Como hemos dicho con anterioridad repetidamente, no nos ocupamos aquí de la cuestión de si los ‘urafa’ han conseguido utilizar correctamente la inspiración provista por el Islam; nuestro propósito era considerar si la principal fuente de su inspiración se encuentra dentro o fuera del Islam.

  • 1. El Kitab al-Kafi fi ‘ilm al-din («Libro de lo Suficiente en el conocimiento de la religión») de Thiqat al-Islam Muhammad ibn Ya’qub al-Kulayni (muerto el año 940 d.c.) es una de las cuatro principales colecciones de tradiciones (ahadith) del Profeta y los Imames de Ahl al-bayt. (NTE).
  • 2. Esta súplica fue enseñada por el primer Imam Ali ibn Abi Talib a su compañero y seguidor Kumayl ibn Zyad. Es costumbre recitarla la noche de los viernes. Conviene advertir que para los musulmanes el día comienza con la puesta de sol, por lo que la noche precede a la mañana y tarde de cada día, correspondiendo, por lo tanto, la noche del viernes a la noche del jueves de los occidentales. (NTE).
  • 3. Esta súplica se atribuye al cuarto Imam Ali ibn al-Husayn Zayn al-Abidin, el cual se la habría enseñado a su compañero Abu Hamzah al-Thumali. Es costumbre recitarla durante las madrugadas del mes de Ramadán, antes de la comida que se toma previa al inicio del ayuno diario.
  • 4. La al-Sahifat al-Kamilah es una de las más famosas colecciones de súplicas. Se atribuye su autoría al cuarto Imam Ali ibn al-Husayn Zayn al-Abidin, y debido a su belleza y exaltación espiritual se la conoce también con el nombre de Zabur Al Muhammad o «los Salmos de la Familia de Muhammad». (NTE).
  • 5. Es decir, correspondientes al mes de Sha’ban, el octavo mes del calendario lunar islámico, durante el cual habitualmente se recitan. (Su traducción aparece al final del presente libro). (NTE).
  • 6. Abu Dharr fue uno de los más destacados Compañeros del Santo Profeta Muhammad y después de su fallecimiento incondicional seguidor de la causa de Ali ibn Abi Talib y Ahl al-Bayt. Murió en el año 31 de la era islámica.
  • 7. Mu’awiyah ibn Abi Sufyan fue gobernador de Siria durante el califato de ‘Uthman ibn ‘Affan, y a la muerte de éste —asesinado durante una revuelta contra su régimen— se negó a reconocer al nuevo califa ‘Ali ibn Abi Talib, alzándose en armas contra él y originando así la primera «fitnah» (sedición, guerra civil) en el seno de la comunidad islámica. Gracias a su astucia y falta de escrúpulos supo mantenerse firme en su posición y pudo así instaurar la que habría de ser la primera dinastía hereditaria de la historia del Islam, la dinastía omeya. (NTE).

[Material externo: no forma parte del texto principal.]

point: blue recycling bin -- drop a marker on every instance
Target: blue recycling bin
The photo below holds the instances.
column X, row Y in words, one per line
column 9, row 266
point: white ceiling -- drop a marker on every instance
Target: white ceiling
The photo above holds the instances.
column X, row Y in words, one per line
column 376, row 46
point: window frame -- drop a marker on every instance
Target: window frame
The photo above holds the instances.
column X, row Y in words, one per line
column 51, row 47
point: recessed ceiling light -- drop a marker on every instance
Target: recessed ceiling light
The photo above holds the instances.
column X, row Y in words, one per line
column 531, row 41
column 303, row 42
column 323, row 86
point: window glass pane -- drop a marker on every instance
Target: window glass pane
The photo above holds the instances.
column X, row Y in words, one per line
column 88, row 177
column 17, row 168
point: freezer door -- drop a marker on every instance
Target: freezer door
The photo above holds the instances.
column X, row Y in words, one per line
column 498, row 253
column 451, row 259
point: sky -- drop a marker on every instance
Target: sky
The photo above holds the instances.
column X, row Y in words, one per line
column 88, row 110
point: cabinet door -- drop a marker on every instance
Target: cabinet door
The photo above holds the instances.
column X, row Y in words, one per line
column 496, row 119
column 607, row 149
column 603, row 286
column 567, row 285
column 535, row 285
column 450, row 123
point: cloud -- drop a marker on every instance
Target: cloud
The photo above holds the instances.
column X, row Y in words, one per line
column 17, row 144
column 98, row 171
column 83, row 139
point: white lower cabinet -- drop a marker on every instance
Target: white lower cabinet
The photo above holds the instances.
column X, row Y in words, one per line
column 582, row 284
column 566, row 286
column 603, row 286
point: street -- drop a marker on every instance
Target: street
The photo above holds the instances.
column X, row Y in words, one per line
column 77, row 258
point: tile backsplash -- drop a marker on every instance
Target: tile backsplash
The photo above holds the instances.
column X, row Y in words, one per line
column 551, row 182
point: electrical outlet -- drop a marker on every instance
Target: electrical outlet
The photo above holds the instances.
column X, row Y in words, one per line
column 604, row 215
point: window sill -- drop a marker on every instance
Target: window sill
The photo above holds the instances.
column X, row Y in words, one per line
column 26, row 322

  • 8. El fragmento entre paréntesis no lo cita el autor, sin embargo ha sido incluido aquí para situar la cita en su perspectiva original. Véase R. A. Nicholson, «Mysticism», en «The Legacy of Islam» (London 1931), editado por Sir Thomas Arnold y Alfred Guillaume, págs. 211-212. (Hay traducción española, «el Legado del Islam», ed. Pegaso, Madrid, 1958, págs. 267-268).
  • 9. Véase R. A. Nicholson, «Mysticism», en «The Legacy of Islam» (London 1931), editado por Sir Thomas Arnold y Alfred Guillaume, págs. 211-212. (Hay traducción española, «el Legado del Islam», ed. Pegaso, Madrid, 1958, págs. 267-268).
  • 10. Véase R. A. Nicholson, «Mysticism», en «The Legacy of Islam» (London 1931), editado por Sir Thomas Arnold y Alfred Guillaume, pág. 214 (pág. 270 de la traducción española). Así es como aparece en el original. La cita del autor, que parece haber copiado de una defectuosa traducción persa de «The Legacy of Islam» dice: «La doctrina sufí de la unidad es mencionada, más que en cualquier otro lugar, en el Corán, y el Profeta también dice…» Nicholson está diciendo algo muy distinto de lo que el autor parece haber leído en la traducción persa que él empleó. (Nota del editor de la traducción inglesa).